Thailand

sà-wàt-dii

The plane swayed a little, before making a smooth landing. I tried to get a glimpse and peered out craning my neck left and right, only managing to fog the window with my breath. Here I am, in Thailand, Bangkok….   Suvarnabhumi Airport pronounced “sùwannápʰūm” by Thai people. I walked a long distance looking for the 'Visa on Arrival' counter. I couldn't find for quite a long way, there was a board and I stopped to ponder upon the script of Thai trying hard to guess what was written. I gave up and went ahead soon, saw the Visa counter. Filled up the form and got it stamped ‘no problem’.
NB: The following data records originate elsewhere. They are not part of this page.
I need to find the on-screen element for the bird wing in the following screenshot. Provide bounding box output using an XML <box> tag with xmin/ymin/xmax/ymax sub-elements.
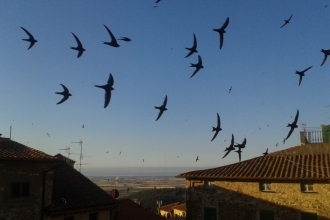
<box><xmin>303</xmin><ymin>66</ymin><xmax>313</xmax><ymax>72</ymax></box>
<box><xmin>156</xmin><ymin>110</ymin><xmax>164</xmax><ymax>121</ymax></box>
<box><xmin>163</xmin><ymin>95</ymin><xmax>167</xmax><ymax>107</ymax></box>
<box><xmin>108</xmin><ymin>73</ymin><xmax>115</xmax><ymax>86</ymax></box>
<box><xmin>220</xmin><ymin>17</ymin><xmax>229</xmax><ymax>30</ymax></box>
<box><xmin>104</xmin><ymin>89</ymin><xmax>111</xmax><ymax>108</ymax></box>
<box><xmin>220</xmin><ymin>33</ymin><xmax>223</xmax><ymax>49</ymax></box>
<box><xmin>284</xmin><ymin>127</ymin><xmax>294</xmax><ymax>140</ymax></box>
<box><xmin>321</xmin><ymin>53</ymin><xmax>328</xmax><ymax>66</ymax></box>
<box><xmin>193</xmin><ymin>34</ymin><xmax>197</xmax><ymax>50</ymax></box>
<box><xmin>21</xmin><ymin>27</ymin><xmax>34</xmax><ymax>39</ymax></box>
<box><xmin>104</xmin><ymin>25</ymin><xmax>117</xmax><ymax>43</ymax></box>
<box><xmin>190</xmin><ymin>67</ymin><xmax>200</xmax><ymax>78</ymax></box>
<box><xmin>71</xmin><ymin>32</ymin><xmax>82</xmax><ymax>48</ymax></box>
<box><xmin>293</xmin><ymin>110</ymin><xmax>299</xmax><ymax>124</ymax></box>
<box><xmin>61</xmin><ymin>84</ymin><xmax>69</xmax><ymax>93</ymax></box>
<box><xmin>57</xmin><ymin>95</ymin><xmax>69</xmax><ymax>105</ymax></box>
<box><xmin>211</xmin><ymin>130</ymin><xmax>219</xmax><ymax>141</ymax></box>
<box><xmin>222</xmin><ymin>150</ymin><xmax>231</xmax><ymax>159</ymax></box>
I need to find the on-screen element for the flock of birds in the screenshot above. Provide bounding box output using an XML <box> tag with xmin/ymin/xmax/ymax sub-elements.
<box><xmin>21</xmin><ymin>4</ymin><xmax>330</xmax><ymax>162</ymax></box>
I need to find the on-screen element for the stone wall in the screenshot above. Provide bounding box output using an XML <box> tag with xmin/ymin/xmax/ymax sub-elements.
<box><xmin>186</xmin><ymin>181</ymin><xmax>330</xmax><ymax>220</ymax></box>
<box><xmin>0</xmin><ymin>160</ymin><xmax>58</xmax><ymax>220</ymax></box>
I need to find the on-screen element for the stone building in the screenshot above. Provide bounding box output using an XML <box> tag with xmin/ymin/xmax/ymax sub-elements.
<box><xmin>0</xmin><ymin>138</ymin><xmax>118</xmax><ymax>220</ymax></box>
<box><xmin>177</xmin><ymin>127</ymin><xmax>330</xmax><ymax>220</ymax></box>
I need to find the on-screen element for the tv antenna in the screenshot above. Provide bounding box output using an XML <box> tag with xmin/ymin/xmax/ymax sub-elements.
<box><xmin>60</xmin><ymin>147</ymin><xmax>70</xmax><ymax>158</ymax></box>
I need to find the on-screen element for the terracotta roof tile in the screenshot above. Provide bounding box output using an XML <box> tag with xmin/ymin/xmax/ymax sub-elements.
<box><xmin>160</xmin><ymin>202</ymin><xmax>179</xmax><ymax>212</ymax></box>
<box><xmin>47</xmin><ymin>163</ymin><xmax>117</xmax><ymax>212</ymax></box>
<box><xmin>176</xmin><ymin>154</ymin><xmax>330</xmax><ymax>180</ymax></box>
<box><xmin>114</xmin><ymin>199</ymin><xmax>165</xmax><ymax>220</ymax></box>
<box><xmin>0</xmin><ymin>138</ymin><xmax>58</xmax><ymax>160</ymax></box>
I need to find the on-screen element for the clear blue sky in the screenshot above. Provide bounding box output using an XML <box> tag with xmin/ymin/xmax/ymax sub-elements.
<box><xmin>0</xmin><ymin>0</ymin><xmax>330</xmax><ymax>173</ymax></box>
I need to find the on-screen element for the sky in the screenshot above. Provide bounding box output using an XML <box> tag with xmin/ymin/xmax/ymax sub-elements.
<box><xmin>0</xmin><ymin>0</ymin><xmax>330</xmax><ymax>174</ymax></box>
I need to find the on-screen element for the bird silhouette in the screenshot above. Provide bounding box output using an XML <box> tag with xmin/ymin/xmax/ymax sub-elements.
<box><xmin>55</xmin><ymin>84</ymin><xmax>72</xmax><ymax>105</ymax></box>
<box><xmin>281</xmin><ymin>14</ymin><xmax>293</xmax><ymax>28</ymax></box>
<box><xmin>190</xmin><ymin>55</ymin><xmax>204</xmax><ymax>78</ymax></box>
<box><xmin>95</xmin><ymin>73</ymin><xmax>115</xmax><ymax>108</ymax></box>
<box><xmin>21</xmin><ymin>27</ymin><xmax>38</xmax><ymax>50</ymax></box>
<box><xmin>185</xmin><ymin>34</ymin><xmax>198</xmax><ymax>58</ymax></box>
<box><xmin>284</xmin><ymin>110</ymin><xmax>299</xmax><ymax>140</ymax></box>
<box><xmin>118</xmin><ymin>37</ymin><xmax>131</xmax><ymax>42</ymax></box>
<box><xmin>262</xmin><ymin>148</ymin><xmax>268</xmax><ymax>157</ymax></box>
<box><xmin>103</xmin><ymin>25</ymin><xmax>120</xmax><ymax>47</ymax></box>
<box><xmin>222</xmin><ymin>134</ymin><xmax>235</xmax><ymax>159</ymax></box>
<box><xmin>70</xmin><ymin>32</ymin><xmax>86</xmax><ymax>58</ymax></box>
<box><xmin>296</xmin><ymin>66</ymin><xmax>313</xmax><ymax>86</ymax></box>
<box><xmin>321</xmin><ymin>49</ymin><xmax>330</xmax><ymax>66</ymax></box>
<box><xmin>155</xmin><ymin>95</ymin><xmax>167</xmax><ymax>121</ymax></box>
<box><xmin>211</xmin><ymin>113</ymin><xmax>222</xmax><ymax>141</ymax></box>
<box><xmin>235</xmin><ymin>148</ymin><xmax>242</xmax><ymax>162</ymax></box>
<box><xmin>213</xmin><ymin>17</ymin><xmax>229</xmax><ymax>49</ymax></box>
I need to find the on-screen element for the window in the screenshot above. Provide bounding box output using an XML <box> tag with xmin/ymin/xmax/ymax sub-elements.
<box><xmin>10</xmin><ymin>182</ymin><xmax>30</xmax><ymax>198</ymax></box>
<box><xmin>301</xmin><ymin>182</ymin><xmax>314</xmax><ymax>192</ymax></box>
<box><xmin>259</xmin><ymin>210</ymin><xmax>274</xmax><ymax>220</ymax></box>
<box><xmin>259</xmin><ymin>182</ymin><xmax>272</xmax><ymax>191</ymax></box>
<box><xmin>300</xmin><ymin>212</ymin><xmax>317</xmax><ymax>220</ymax></box>
<box><xmin>204</xmin><ymin>180</ymin><xmax>214</xmax><ymax>189</ymax></box>
<box><xmin>204</xmin><ymin>207</ymin><xmax>217</xmax><ymax>220</ymax></box>
<box><xmin>89</xmin><ymin>212</ymin><xmax>99</xmax><ymax>220</ymax></box>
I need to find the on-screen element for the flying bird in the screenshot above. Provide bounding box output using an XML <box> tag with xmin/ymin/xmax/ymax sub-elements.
<box><xmin>103</xmin><ymin>25</ymin><xmax>120</xmax><ymax>47</ymax></box>
<box><xmin>281</xmin><ymin>14</ymin><xmax>293</xmax><ymax>28</ymax></box>
<box><xmin>321</xmin><ymin>49</ymin><xmax>330</xmax><ymax>66</ymax></box>
<box><xmin>155</xmin><ymin>95</ymin><xmax>167</xmax><ymax>121</ymax></box>
<box><xmin>213</xmin><ymin>17</ymin><xmax>229</xmax><ymax>49</ymax></box>
<box><xmin>95</xmin><ymin>73</ymin><xmax>115</xmax><ymax>108</ymax></box>
<box><xmin>55</xmin><ymin>84</ymin><xmax>72</xmax><ymax>105</ymax></box>
<box><xmin>296</xmin><ymin>66</ymin><xmax>313</xmax><ymax>86</ymax></box>
<box><xmin>285</xmin><ymin>110</ymin><xmax>299</xmax><ymax>140</ymax></box>
<box><xmin>21</xmin><ymin>27</ymin><xmax>38</xmax><ymax>49</ymax></box>
<box><xmin>118</xmin><ymin>37</ymin><xmax>131</xmax><ymax>42</ymax></box>
<box><xmin>70</xmin><ymin>32</ymin><xmax>86</xmax><ymax>58</ymax></box>
<box><xmin>211</xmin><ymin>113</ymin><xmax>222</xmax><ymax>141</ymax></box>
<box><xmin>185</xmin><ymin>34</ymin><xmax>198</xmax><ymax>58</ymax></box>
<box><xmin>262</xmin><ymin>148</ymin><xmax>268</xmax><ymax>157</ymax></box>
<box><xmin>190</xmin><ymin>55</ymin><xmax>204</xmax><ymax>78</ymax></box>
<box><xmin>222</xmin><ymin>134</ymin><xmax>235</xmax><ymax>159</ymax></box>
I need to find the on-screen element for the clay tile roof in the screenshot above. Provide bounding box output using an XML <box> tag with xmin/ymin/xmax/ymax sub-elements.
<box><xmin>114</xmin><ymin>199</ymin><xmax>166</xmax><ymax>220</ymax></box>
<box><xmin>160</xmin><ymin>202</ymin><xmax>179</xmax><ymax>212</ymax></box>
<box><xmin>0</xmin><ymin>138</ymin><xmax>58</xmax><ymax>161</ymax></box>
<box><xmin>46</xmin><ymin>162</ymin><xmax>117</xmax><ymax>213</ymax></box>
<box><xmin>176</xmin><ymin>154</ymin><xmax>330</xmax><ymax>180</ymax></box>
<box><xmin>173</xmin><ymin>203</ymin><xmax>187</xmax><ymax>211</ymax></box>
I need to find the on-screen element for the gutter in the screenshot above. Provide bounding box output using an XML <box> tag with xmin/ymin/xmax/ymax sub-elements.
<box><xmin>187</xmin><ymin>179</ymin><xmax>203</xmax><ymax>220</ymax></box>
<box><xmin>40</xmin><ymin>161</ymin><xmax>65</xmax><ymax>220</ymax></box>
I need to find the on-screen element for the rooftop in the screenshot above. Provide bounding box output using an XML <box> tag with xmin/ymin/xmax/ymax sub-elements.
<box><xmin>0</xmin><ymin>138</ymin><xmax>58</xmax><ymax>161</ymax></box>
<box><xmin>114</xmin><ymin>199</ymin><xmax>165</xmax><ymax>220</ymax></box>
<box><xmin>176</xmin><ymin>153</ymin><xmax>330</xmax><ymax>180</ymax></box>
<box><xmin>46</xmin><ymin>163</ymin><xmax>117</xmax><ymax>213</ymax></box>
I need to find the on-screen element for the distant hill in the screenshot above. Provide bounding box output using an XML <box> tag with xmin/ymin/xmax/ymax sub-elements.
<box><xmin>126</xmin><ymin>188</ymin><xmax>185</xmax><ymax>212</ymax></box>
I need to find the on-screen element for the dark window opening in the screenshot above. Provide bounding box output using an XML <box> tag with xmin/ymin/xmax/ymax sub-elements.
<box><xmin>89</xmin><ymin>212</ymin><xmax>99</xmax><ymax>220</ymax></box>
<box><xmin>10</xmin><ymin>182</ymin><xmax>30</xmax><ymax>198</ymax></box>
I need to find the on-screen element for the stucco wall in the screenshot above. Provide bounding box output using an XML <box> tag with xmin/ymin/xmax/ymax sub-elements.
<box><xmin>186</xmin><ymin>181</ymin><xmax>330</xmax><ymax>220</ymax></box>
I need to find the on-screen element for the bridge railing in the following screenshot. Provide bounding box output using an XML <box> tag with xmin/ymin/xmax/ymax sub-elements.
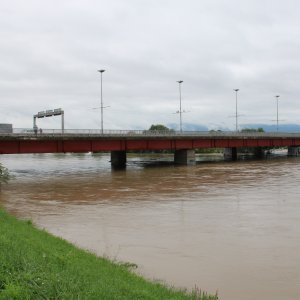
<box><xmin>0</xmin><ymin>128</ymin><xmax>300</xmax><ymax>138</ymax></box>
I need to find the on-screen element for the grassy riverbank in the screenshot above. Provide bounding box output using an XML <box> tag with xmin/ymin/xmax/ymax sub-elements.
<box><xmin>0</xmin><ymin>208</ymin><xmax>217</xmax><ymax>300</ymax></box>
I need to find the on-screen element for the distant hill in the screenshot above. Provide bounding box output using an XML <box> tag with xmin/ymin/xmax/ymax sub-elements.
<box><xmin>241</xmin><ymin>124</ymin><xmax>300</xmax><ymax>133</ymax></box>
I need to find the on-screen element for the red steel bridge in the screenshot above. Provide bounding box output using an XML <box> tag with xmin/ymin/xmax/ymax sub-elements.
<box><xmin>0</xmin><ymin>129</ymin><xmax>300</xmax><ymax>165</ymax></box>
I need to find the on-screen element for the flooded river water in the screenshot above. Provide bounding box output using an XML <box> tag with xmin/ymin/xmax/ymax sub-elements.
<box><xmin>0</xmin><ymin>154</ymin><xmax>300</xmax><ymax>300</ymax></box>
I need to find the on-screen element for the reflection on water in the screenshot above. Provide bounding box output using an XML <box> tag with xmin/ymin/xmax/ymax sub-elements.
<box><xmin>0</xmin><ymin>154</ymin><xmax>300</xmax><ymax>300</ymax></box>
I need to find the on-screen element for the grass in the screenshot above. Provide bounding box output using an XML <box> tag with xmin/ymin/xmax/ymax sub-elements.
<box><xmin>0</xmin><ymin>208</ymin><xmax>217</xmax><ymax>300</ymax></box>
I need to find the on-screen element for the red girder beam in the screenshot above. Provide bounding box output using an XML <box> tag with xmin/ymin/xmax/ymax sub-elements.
<box><xmin>0</xmin><ymin>137</ymin><xmax>300</xmax><ymax>154</ymax></box>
I reached the hotel and settled down. The best part of travelling is when you arrive and it’s still dark and later you open the windows and curtains to check the view; Whoaa...it’s an amazing feeling each time. I did that and the view was stunning, tall buildings all around and the sun shining bright and clear. One of the Sun’s rays hit the glass of the opposite building and got reflected back brighter than before. I squinted my eyes and surveyed the roads and the traffic. I saw a number of cars lined up one behind the other maintaining a distance of at least two feet , no honking, no trying to close the gap and no urging to move ahead. Self disciplined.
After a sumptuous breakfast, I hit the road. I panned my eyes all around - girls, women and elderly ladies everywhere going about their business. I was surprised! where were the men and children? Soon I saw some men here and there. On the whole there were more females than males, which means that ‘it’s not unlucky’ to be born a Thai woman in this century.
Bangkok! yes,  That’s the name familiar to the tourist; the real name of Bangkok is some 15 words /43 syllables long. I am not even going to try and write it!
As always I wanted to get the feel of the place and the people, so I decided to head for the Chatuchak market. Its a weekend market. You can get anything and everything you are looking for and by that I mean tangible and intangible! The market has a typical Bangkok smell that you need to get used to. So I shopped a little and mostly tried not to get into anyone’s way. As the day progressed, it got crowded and brisk business followed. Surprisingly no flared tempers, no rude talking, no jostling… so either the Thais are basically non aggressive people or today was a good day.
I decided to go back by what looked like an efficient means of transport the túk-túk, a three wheeled vehicle. The driver weaved and zipped here and there and I reached my destination well before time! Interestingly there are many ways one can move around in the city. The Sky train is pretty cool, it moves on tracks slightly above the city. The subway, underground train is also there. There are metered taxis of different colors pink, purple, and blue! Oh! I almost forgot, there is also this Motorcycle Taxi for all those who are travelling alone.
After covering some major tourist spots like The Grand Palace, the abode of Emerald Buddha, National Museum and Royal Barges National Museum, I saw the largest reclining Buddha and several glittering Buddha images at Wat PHO. It is an excellent place for taking some great pictures. Later I went for the Siam Niramit show, a novel way to get to know about the history and culture of Bangkok. Don’t miss it!
A trip to Thailand is incomplete without a traditional Thai massage. The roads and lanes are filled with parlors claiming to give different types of massages ranging from foot massage, oil massage, and half body massage to full body massage. I enquired for a place to get a traditional massage and my guide took me there. I changed into a comfortable outfit and got ready for the massage. A petite lady got on to the task, firm hands pressed all the bones one by one kneading out the knots and relaxing the muscles. It was unique; in the end I knew where all my bones were, precisely.

I decided to go on one of the dinner cruises organized along the Mae Nam Chao Phraya, the Chao Phraya River. It’s a must do. As the boat cruised softly far beyond the shore we could see the heart of Thailand, glittering golden lights. We drifted smoothly and  peacefully. There was a singer on board who kept us entertained with songs in many different languages, singing in soft tones. Away from the din of the city this was very soothing. The buffet had some good choices but nothing to brag about, I would still say it was worth it. After dinner the singer sang some peppy numbers, which forced us to get up and dance.
The nights in Bangkok are brighter than that reflected light off the pane; I walked along the path taking in the sight. It was tantalizing, I did not feel or see anything distasteful. I believe it can be dangerous for single foreigners to walk alone. For me it was uneventful. Young, old, men and women moved about freely, giving meaningful looks, smiling and laughing. I was just witnessing the night life of Bangkok and let me tell you, the night life here is active, alright!

I also learnt some Thai English “You no give me for 50 baht, I no take”. “Hothail Milleneum, how I go?” It’s a pot simmering with tradition, culture, flamboyance, lights and sights. With a heavy heart I reached the airport all prepared to say “sa-wat-dee-khâ” to the hostess and “sa-wat-dee-khráp” to the attendant, hello and goodbye.